El caffè sospeso es víctima de algunas críticas en la ciudad, puesto que para unos es algo positivo, pues así están ayudando a la gente que no puede comprar un café y al mismo tiempo malo, porque muchos dicen que al ayudarle a las personas que están en las drogas, acolitan el vicio y la informalidad. En la cafetería cerca a Plaza 51, Ramiro, el dueño, vive esta problemática, al día van 50 indigentes pero él no les puede dar a todos ya que no le compran los mismos cafés de antes. Empezó a entregar 50 cafés al día, después 40, después 30 y ahora 20. Este año proporcionó en enero 1247 y para agosto solo 540.
Don Ramiro dice que la poca ayuda por parte de la comunidad se debe al pensamiento de algunos gobernadores que dicen que no se debe ayudar a las personas de la calle porque hace que sigan así y no busquen mejorar. El sociólogo afirma que “es un asunto de acto humano reconocer que el otro también es persona, los indigentes ya decidieron estar en esa vida, pues no ayudarlos con un café no hará que ellos cambien”.
La solidaridad se puede ver entre los mismos indigentes, cuando llegan de otras ciudades como Bogotá y Medellín, y se chocan debido al diferente ritmo de vida que llevaban. Los habitantes de acá se encargan de ayudarles con la alimentación, ubicación y nuevas lógicas de convivencia que deben aprender para sobrevivir, debido a las diferencias entre el mundo de la ciudad y el de la indigencia, pues estos son opuestos. El caso de Arley no es el único, pues muchas personas disponen de este tinto con tostada como su única comida del día.

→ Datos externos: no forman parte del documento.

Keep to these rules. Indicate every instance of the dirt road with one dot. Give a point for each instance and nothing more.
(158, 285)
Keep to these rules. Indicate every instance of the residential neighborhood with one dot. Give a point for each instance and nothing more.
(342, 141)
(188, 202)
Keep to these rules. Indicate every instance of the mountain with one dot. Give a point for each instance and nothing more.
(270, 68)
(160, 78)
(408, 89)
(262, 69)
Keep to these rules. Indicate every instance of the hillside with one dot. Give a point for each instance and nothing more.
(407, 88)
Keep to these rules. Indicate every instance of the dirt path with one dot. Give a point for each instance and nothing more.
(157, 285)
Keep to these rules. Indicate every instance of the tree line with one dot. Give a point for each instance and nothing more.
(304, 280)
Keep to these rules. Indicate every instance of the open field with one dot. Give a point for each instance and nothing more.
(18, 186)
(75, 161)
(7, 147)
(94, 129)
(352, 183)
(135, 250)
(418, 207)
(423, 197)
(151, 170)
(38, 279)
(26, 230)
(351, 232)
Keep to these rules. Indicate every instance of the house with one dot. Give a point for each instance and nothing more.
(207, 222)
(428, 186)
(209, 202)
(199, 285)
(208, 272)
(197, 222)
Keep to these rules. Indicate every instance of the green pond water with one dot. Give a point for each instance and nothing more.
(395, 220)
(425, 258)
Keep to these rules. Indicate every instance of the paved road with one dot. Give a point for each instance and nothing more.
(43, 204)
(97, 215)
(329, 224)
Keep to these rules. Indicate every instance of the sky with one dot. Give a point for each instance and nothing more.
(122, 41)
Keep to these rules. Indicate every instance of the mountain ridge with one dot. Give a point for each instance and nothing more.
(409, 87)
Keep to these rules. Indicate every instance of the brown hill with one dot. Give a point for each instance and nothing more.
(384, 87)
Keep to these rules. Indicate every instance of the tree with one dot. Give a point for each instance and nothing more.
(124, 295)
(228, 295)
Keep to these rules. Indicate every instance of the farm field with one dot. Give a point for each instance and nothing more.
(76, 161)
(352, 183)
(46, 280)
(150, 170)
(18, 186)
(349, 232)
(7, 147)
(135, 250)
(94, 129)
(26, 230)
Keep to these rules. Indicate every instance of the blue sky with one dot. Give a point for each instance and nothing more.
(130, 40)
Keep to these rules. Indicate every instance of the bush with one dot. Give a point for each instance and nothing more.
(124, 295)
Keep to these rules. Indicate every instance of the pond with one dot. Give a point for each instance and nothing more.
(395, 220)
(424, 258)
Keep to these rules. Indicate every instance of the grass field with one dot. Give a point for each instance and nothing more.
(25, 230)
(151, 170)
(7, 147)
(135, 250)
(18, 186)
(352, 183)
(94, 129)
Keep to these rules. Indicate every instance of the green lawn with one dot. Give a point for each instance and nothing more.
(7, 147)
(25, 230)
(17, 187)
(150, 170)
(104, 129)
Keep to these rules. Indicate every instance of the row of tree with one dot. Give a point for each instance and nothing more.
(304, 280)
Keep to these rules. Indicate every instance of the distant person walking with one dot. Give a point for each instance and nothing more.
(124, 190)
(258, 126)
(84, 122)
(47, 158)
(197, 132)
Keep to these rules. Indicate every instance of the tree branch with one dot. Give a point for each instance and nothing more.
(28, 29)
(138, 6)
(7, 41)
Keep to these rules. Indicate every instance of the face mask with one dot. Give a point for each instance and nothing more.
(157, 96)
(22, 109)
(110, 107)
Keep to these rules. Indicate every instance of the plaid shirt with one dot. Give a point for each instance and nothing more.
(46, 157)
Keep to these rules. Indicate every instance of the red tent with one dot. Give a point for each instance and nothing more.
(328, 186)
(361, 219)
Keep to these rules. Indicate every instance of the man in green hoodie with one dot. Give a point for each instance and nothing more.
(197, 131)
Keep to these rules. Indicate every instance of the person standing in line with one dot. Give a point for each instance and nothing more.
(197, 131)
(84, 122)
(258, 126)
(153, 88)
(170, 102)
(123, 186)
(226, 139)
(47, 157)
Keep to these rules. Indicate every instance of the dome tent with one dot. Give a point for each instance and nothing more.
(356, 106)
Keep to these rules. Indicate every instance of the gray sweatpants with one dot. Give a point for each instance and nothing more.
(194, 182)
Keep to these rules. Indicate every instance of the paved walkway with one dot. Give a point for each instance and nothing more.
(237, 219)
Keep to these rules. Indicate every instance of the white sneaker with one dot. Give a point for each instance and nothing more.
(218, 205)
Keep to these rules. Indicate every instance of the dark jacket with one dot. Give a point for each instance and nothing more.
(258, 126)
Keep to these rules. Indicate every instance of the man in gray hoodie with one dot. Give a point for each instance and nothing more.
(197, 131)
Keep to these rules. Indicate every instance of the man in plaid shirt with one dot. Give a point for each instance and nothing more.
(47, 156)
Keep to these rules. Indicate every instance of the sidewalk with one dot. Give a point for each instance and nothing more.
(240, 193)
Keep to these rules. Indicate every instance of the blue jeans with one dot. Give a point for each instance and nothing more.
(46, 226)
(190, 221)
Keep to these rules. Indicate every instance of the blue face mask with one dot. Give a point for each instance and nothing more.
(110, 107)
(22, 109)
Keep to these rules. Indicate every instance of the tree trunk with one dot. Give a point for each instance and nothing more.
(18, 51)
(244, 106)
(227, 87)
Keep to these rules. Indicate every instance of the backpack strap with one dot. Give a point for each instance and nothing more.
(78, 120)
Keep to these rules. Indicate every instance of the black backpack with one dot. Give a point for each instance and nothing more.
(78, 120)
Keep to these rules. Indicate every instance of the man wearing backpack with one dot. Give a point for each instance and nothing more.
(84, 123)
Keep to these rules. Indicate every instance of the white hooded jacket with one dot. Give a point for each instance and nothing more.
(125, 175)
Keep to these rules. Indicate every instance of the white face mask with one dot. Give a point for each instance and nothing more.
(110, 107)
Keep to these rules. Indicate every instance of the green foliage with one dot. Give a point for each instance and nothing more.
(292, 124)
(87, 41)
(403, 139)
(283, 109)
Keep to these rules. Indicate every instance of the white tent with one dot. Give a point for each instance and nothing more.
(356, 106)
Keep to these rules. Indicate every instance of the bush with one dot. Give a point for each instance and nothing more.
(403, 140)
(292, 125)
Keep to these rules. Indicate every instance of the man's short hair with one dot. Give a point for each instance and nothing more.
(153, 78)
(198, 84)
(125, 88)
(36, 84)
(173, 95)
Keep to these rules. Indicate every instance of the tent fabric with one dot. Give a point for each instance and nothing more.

“Con el bazuco me tiré toda mi juventud, y al parecer me voy a tirar lo que me queda de vida”, reflexiona Carlos, ya va a cumplir 55 años y se siente solo, sigue consumiendo bazuco todos los días y a veces ni ganas le dan de sacar su carreta, pero siempre va por su café solidario en la cafetería de Don Ramiro, pues allá lo han acogido y ya no se imagina sus días sin el tintico que le calienta sus dedos negros, estos son objetivo frecuente de muchas miradas de desdén, pero él dice que “para qué me voy a lavar las manos, si igual por la noche voy a volver a consumir”.